This is a group activity I developed for my "Introduction to Chemistry" class, which is set up primarily to cover the topics we consider to be prerequisites for the first course in our chemistry sequence at Carleton. However, it covers aspects of thermodynamics (e.g., particularly Hess's Law) that are core topics for most intro courses.
The class is split into groups of ~4 students and each group is given a selection of 3 fuels (or potential fuels) from the list. They are asked to consider the combustion reactions (balancing the equations) and use those to determine a number of important properties that relate enthalpy of combustion to energy content. Then they use the balanced equations to determine relative carbon impact (as measurd by mmol CO2 per kJ of heat released).
Following these calculations, students pool their answers to identify trends, which I think are very instructive and interesting ways of applying general chemistry principles to real-world problems!
The final question is an interesting way of relating this exercise to the current literature, and I viewed this as sort of a "challenge problem" that could possibly be assigned outside class, though we were not able to get to it during out meeting.
Note that I intentionally simplified to include the most common categories, while still assuming, for instance, that coal is entirely carbon and that all coal has the same density (this is an average over several types).
- A student should be able to use Hess's Law to determine enthalpy changes associated with chemical reactions.
- A student should be able to use balanced chemical reactions, in combination with other relationships such as density, to derive other useful quantities related to a combustion reaction.
- A student should be able to identify trends in a set of related chemical reactions and note important characteristics of reactants and/or products that are related to or cause these trends.
- Students will gain appreciation for the many variables associated with picking the "best" chemical fuels as well as for the ways in which their knowledge of thermochemistry and chemical reactions can be applied to understand these variables.
- Computer (w/ projector) or chalkboard for compiling answers
I began the class by talking a little about energy in general, the need for renewable/sustainable energy sources, and the reasons why chemical fuels are so important (and cannot be replaced by batteries or mechanical energy storage anytime in the foreseeable future). I used a PowerPoint presentation for this, and I am happy to share it but would prefer not to post on VIPEr since I received some figures in it from others.
I set up a GoogleDoc at the front of the classroom and had groups enter their results as they got them, then we circled everyone up and picked out trends related to composition of fuels and other characteristics (density, for instance). I probably needed to allot more time for this exercise, and would love to hear ideas about how parts of it could be done outside of class (either before or after the meeting).
Some of the groups worked much more slowly than others, which kept us from being able to have all of the numbers available for our discussion. One way around this would be to have each group start out with one fuel and then have them pick up more after they finish their first.
I assessed students' performance by correct answers to the mathematical parts of the questions as well as how quickly they were able to integrate the information.
I also used their ability to pick out trends from the data as an indication of how well they understood what their numbers meant.
By the first criterion, variation was pretty wide, i.e., the best students found the exercise to be relatively simple and the weaker students sometimes struggled to get a balanced equation for the combustion reaction. However, every group was able to make some good progress on their questions by the end.

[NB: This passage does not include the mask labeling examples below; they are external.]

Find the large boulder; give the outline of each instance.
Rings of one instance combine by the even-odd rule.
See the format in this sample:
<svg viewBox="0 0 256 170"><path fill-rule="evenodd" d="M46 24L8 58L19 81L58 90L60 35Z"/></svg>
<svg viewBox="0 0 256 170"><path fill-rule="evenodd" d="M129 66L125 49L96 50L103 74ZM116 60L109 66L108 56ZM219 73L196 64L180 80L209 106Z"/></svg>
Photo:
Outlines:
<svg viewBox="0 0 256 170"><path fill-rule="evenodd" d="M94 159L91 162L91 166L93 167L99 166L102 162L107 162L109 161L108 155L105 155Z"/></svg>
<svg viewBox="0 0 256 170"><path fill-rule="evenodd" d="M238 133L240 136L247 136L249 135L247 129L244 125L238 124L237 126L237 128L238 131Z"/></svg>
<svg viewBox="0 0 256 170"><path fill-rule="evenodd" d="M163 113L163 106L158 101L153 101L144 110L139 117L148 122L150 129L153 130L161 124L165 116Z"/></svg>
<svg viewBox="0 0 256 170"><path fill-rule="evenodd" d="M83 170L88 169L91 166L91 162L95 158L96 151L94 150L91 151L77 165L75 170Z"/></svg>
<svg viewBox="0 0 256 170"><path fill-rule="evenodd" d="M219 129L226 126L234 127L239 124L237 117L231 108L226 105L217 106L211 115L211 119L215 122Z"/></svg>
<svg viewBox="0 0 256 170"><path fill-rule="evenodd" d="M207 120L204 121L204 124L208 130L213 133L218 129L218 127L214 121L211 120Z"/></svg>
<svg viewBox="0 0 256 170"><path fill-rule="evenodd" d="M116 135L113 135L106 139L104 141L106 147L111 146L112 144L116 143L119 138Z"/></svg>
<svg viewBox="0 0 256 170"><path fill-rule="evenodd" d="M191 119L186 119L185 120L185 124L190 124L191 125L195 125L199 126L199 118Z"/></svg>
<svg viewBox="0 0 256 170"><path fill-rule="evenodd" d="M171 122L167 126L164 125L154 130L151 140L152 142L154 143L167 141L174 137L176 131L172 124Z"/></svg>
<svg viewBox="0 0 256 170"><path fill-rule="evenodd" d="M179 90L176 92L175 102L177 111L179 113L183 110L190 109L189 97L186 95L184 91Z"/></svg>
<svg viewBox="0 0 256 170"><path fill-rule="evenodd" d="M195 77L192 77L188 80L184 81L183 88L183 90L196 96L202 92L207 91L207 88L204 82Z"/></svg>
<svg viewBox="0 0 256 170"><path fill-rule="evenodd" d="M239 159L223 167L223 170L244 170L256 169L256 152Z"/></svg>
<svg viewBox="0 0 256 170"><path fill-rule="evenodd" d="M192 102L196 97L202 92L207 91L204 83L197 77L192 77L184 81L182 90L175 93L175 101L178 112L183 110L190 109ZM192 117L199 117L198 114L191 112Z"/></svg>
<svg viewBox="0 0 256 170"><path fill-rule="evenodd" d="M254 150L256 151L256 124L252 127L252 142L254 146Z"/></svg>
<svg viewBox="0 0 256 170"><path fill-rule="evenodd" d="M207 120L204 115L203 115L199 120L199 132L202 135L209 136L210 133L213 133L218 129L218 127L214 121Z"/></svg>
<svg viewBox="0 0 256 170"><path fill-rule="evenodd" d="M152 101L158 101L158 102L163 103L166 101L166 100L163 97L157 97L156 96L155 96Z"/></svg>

Since this was a problem for an "intro to intro chem" course, I found that many students still struggled with the idea of "moles of reaction" when relating values for ΔH to heat released per mole of fuel. However, this was part of the reason I designed the exercise in the way I did, so I found it to be a useful application of the molar relationships conveyed by balanced chemical equations.
The students did an excellent job of picking out trends and identifying strengths and weaknesses of different fuels.